Re: [BUG] rockpro64 board hangs in console_init() after commit 10e14073107d

From: Jan Kara
Date: Tue Jun 14 2022 - 09:58:59 EST


On Tue 14-06-22 14:23:32, Petr Mladek wrote:
> On Mon 2022-06-13 17:54:35, Alexandru Elisei wrote:

<snip>

> > Config can be found at [1] (expires after 6 months). I've also built the
> > kernel with gcc 10.3.1 [2] (aarch64-none-linux-gnu), same issue.
> >
> > I've bisected the build failure to commit 10e14073107d ("writeback: Fix
> > inode->i_io_list not be protected by inode->i_lock error"); I've confirmed
> > that that commit is responsible by successfully booting the board with a
> > kernel built from v5.19-rc2 + the above commit reverted.
>
> It is strange. I can't see how consoles are related to filesystem
> writeback.
>
> Anyway, the commit 10e14073107d ("writeback: Fix inode->i_io_list not
> be protected by inode->i_lock error") modifies some locking and
> might be source of possible deadlocks.

Yes, I've got other reports from ARM people that this commit causes issues
for them (kernel oops or so) so the locking changes are likely at fault...

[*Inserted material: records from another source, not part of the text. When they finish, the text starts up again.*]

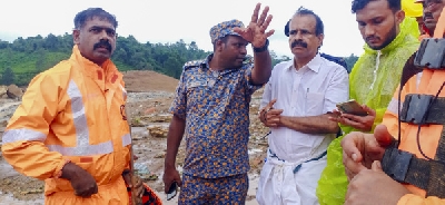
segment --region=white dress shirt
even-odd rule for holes
[[[280,62],[273,69],[260,107],[277,99],[274,108],[283,109],[283,116],[319,116],[348,99],[348,85],[346,69],[319,55],[299,70],[294,67],[294,60]],[[301,163],[325,152],[335,136],[271,128],[269,148],[280,159]]]

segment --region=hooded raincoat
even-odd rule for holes
[[[419,41],[418,26],[415,19],[405,18],[400,32],[382,50],[373,50],[367,45],[349,76],[349,97],[360,105],[376,110],[373,130],[382,123],[385,110],[393,98],[406,60],[417,50]],[[343,136],[356,131],[340,125]],[[343,165],[343,149],[338,137],[327,149],[327,166],[322,173],[317,187],[318,202],[322,205],[343,205],[347,191],[347,177]]]
[[[111,60],[102,67],[72,56],[34,77],[3,134],[2,155],[19,173],[46,182],[46,204],[128,204],[121,176],[129,165],[127,92]],[[98,194],[75,195],[59,178],[67,162],[90,173]]]

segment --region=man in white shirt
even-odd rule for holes
[[[275,66],[265,87],[259,118],[271,134],[256,196],[261,205],[318,204],[326,149],[339,130],[328,117],[349,90],[346,69],[318,53],[323,30],[317,14],[299,8],[289,22],[294,59]]]

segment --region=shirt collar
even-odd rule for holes
[[[295,57],[294,57],[294,58],[295,58]],[[319,56],[319,53],[317,53],[309,62],[307,62],[307,65],[305,65],[304,67],[301,67],[301,69],[309,68],[310,70],[313,70],[313,71],[315,71],[315,72],[318,72],[318,71],[319,71],[319,68],[320,68],[320,66],[322,66],[322,64],[323,64],[323,59],[322,59],[322,57]],[[288,70],[295,69],[295,67],[294,67],[294,60],[289,60],[289,61],[287,62],[287,65],[286,65],[286,68],[287,68]]]

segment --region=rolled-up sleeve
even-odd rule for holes
[[[336,69],[325,94],[324,114],[336,109],[336,105],[349,98],[349,77],[343,67]]]
[[[186,71],[182,70],[181,77],[176,88],[175,99],[171,102],[169,111],[181,119],[186,119],[187,115],[187,88],[186,88]]]

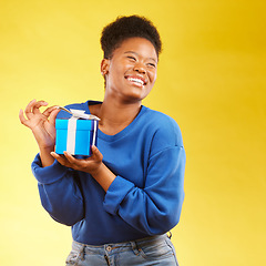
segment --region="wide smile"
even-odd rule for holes
[[[140,88],[143,88],[144,85],[146,85],[145,79],[143,79],[143,78],[141,78],[141,76],[130,76],[130,75],[127,75],[127,76],[125,76],[125,79],[126,79],[130,83],[132,83],[132,84],[134,84],[134,85],[136,85],[136,86],[140,86]]]

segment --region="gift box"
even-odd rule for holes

> I am not familiar with the fs code. But I noticed the following.
> The patch adds:
>
> + if (!was_dirty) {
> + wb = locked_inode_to_wb_and_lock_list(inode);
> + spin_lock(&inode->i_lock);
>
> And locked_inode_to_wb_and_lock_list() is defined this way:
>
> /**
> * locked_inode_to_wb_and_lock_list - determine a locked inode's wb and lock it
> * @inode: inode of interest with i_lock held
> *
> * Returns @inode's wb with its list_lock held. @inode->i_lock must be
> * held on entry and is released on return. The returned wb is guaranteed
> * to stay @inode's associated wb until its list_lock is released.
> */
> static struct bdi_writeback *
> locked_inode_to_wb_and_lock_list(struct inode *inode)
> __releases(&inode->i_lock)
> __acquires(&wb->list_lock)
> {
> while (true) {
> struct bdi_writeback *wb = inode_to_wb(inode);
>
> /*
> * inode_to_wb() association is protected by both
> * @inode->i_lock and @wb->list_lock but list_lock nests
> * outside i_lock. Drop i_lock and verify that the
> * association hasn't changed after acquiring list_lock.
> */
> wb_get(wb);
> spin_unlock(&inode->i_lock);
>
> It expects that inode->i_lock is taken before. But the problematic
> commit takes it later. It might mess the lock and cause a deadlock.

No. AFAICS inode->i_lock is held on entry to
locked_inode_to_wb_and_lock_list(). The function releases it so we have to
grab it again. The locking is ugly here but correct in this regard.

It rather likely has to do something with reordering the checks and running
locked_inode_to_wb_and_lock_list() on inodes for which we previously didn't
do it but I have to yet fully understand why things crash...

Honza
--
Jan Kara <jack@xxxxxxxx>
SUSE Labs, CR